Vertical arrays of semiconductor nanowires and nanorods have unique optical, electrical and mechanical properties thanks to their 1D nature and could be used to make future optoelectronics and electronics devices. When integrated onto pieces of plastic, for example, such arrays can form mechanically flexible devices that would be impossible to construct using conventional semiconductor wafer technologies.

However, researchers need to develop a way to fabricate contact electrodes that can bridge and span the gaps between the nanorods or pillars if the materials are to be used for real-world applications. A team led by John Rogers of the University of Illinois at Urbana-Champaign and colleagues in Seoul, Pohang and Sungnam City has now shown that 2D sheets of graphene transferred onto the tops of nanorods arrays can, literally, step into the breach here. The researchers demonstrated this by making light emitting diode (LED) devices that exploit arrays of gallium arsenide-based nanorods with spanning sheets of graphene as transparent electrodes.
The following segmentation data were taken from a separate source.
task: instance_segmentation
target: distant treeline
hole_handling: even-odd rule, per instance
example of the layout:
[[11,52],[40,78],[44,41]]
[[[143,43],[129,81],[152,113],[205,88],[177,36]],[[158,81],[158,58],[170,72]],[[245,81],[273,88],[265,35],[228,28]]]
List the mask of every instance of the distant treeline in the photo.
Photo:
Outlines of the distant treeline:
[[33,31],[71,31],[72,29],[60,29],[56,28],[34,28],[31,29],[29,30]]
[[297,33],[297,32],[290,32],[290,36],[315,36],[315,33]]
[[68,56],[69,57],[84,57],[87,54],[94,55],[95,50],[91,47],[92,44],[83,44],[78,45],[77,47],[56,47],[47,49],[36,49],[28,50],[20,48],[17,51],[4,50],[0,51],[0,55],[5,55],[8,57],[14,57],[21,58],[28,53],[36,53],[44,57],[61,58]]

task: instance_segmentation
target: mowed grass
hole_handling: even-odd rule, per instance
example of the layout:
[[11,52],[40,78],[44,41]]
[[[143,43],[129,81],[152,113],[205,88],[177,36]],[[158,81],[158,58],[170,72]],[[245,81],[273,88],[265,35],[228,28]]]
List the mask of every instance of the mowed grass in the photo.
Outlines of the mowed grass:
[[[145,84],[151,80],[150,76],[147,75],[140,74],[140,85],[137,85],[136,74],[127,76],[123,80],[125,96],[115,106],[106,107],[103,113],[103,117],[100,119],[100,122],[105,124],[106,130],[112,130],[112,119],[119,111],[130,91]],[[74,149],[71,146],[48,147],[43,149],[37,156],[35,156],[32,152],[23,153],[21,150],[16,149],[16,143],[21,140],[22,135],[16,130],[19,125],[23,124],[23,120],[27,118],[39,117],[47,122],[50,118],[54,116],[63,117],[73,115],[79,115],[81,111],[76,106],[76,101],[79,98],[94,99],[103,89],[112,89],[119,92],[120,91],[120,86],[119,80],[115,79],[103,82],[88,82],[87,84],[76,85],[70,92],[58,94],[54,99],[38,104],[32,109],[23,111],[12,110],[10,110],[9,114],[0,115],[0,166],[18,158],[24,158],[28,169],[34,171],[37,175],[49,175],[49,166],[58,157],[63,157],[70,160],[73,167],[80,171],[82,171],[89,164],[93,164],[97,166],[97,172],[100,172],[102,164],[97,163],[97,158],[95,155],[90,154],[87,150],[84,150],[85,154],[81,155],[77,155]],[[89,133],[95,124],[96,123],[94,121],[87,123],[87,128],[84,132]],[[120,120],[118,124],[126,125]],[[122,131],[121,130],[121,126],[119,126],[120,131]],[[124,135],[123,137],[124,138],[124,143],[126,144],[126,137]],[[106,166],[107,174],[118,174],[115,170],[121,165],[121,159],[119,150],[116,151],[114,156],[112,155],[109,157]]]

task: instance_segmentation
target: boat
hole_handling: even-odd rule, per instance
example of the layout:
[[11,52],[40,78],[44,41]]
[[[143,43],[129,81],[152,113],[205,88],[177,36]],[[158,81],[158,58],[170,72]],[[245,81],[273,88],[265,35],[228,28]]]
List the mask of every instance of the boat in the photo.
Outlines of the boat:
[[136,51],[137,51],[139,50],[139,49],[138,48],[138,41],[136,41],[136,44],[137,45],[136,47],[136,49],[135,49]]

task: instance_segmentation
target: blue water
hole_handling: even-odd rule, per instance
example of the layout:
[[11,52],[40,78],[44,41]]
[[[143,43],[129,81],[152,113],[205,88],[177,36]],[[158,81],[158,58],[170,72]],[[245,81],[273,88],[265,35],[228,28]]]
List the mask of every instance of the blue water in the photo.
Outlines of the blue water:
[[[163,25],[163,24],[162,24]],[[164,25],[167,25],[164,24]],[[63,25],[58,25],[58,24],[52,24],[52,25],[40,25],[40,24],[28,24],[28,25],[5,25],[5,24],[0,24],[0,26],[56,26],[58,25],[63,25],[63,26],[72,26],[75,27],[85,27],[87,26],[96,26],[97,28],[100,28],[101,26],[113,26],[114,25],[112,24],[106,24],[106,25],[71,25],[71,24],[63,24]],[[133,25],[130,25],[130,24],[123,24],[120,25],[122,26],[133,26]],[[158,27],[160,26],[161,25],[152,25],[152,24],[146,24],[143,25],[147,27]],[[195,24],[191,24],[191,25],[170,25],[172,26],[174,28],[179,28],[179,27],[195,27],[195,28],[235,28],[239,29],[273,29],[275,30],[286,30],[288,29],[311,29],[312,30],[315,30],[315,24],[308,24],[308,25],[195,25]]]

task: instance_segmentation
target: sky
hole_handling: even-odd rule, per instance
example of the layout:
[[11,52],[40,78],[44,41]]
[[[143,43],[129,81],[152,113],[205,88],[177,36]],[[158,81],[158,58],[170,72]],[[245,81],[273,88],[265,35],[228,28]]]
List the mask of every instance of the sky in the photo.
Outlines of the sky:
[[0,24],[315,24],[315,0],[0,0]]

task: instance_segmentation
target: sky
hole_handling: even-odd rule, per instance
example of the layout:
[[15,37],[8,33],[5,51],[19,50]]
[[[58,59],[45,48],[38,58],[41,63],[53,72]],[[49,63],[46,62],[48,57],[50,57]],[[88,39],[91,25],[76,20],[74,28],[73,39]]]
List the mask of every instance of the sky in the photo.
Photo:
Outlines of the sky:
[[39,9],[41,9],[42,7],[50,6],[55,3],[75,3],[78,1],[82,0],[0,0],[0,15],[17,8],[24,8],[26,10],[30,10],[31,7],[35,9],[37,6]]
Graphene sheets are promising alternatives to conventional transparent electrode materials like indium tin oxides for applications in displays, lighting devices and solar cells thanks to graphene's excellent electrical and mechanical properties. Scientists can now synthesize large-area sheets of graphene and transfer these directly onto arbitrary target substrates for making devices. "We have extended these concepts, for the first time, to an application that requires 3D coverage – that is spanning over the tips of nanorods arrays in working LED devices," Rogers told nanotechweb.org.

The best of both worlds
Graphene-based nanorod LEDs are a hybrid system that combines mechanically robust carbon-based materials like graphene with high-performance inorganics, such as GaAs, in a way that exploits the key advantages of each, explains Rogers. The array's layout effectively relieves strains in the material to accommodate bending in a finished device and so enhances the amount of light than can be extracted from it. What is more, graphene has excellent electrical and thermal conductivity as well as being mechanically flexible – properties that could come in useful for efficient charge carrier injection, heat spreading and bendability in a finished device, says Rogers.

"These unusual LEDs might be promising alternatives to planar architectures where soft (flexible and stretchable) properties are needed," he added. "More generally, we think that the idea of spanning sheets of graphene as robust, transparent electrodes could provide a new strategy for electrically interconnecting devices in many areas of electronics, optoelectronics, MEMS and photovoltaics."

The work was published in Nano Letters.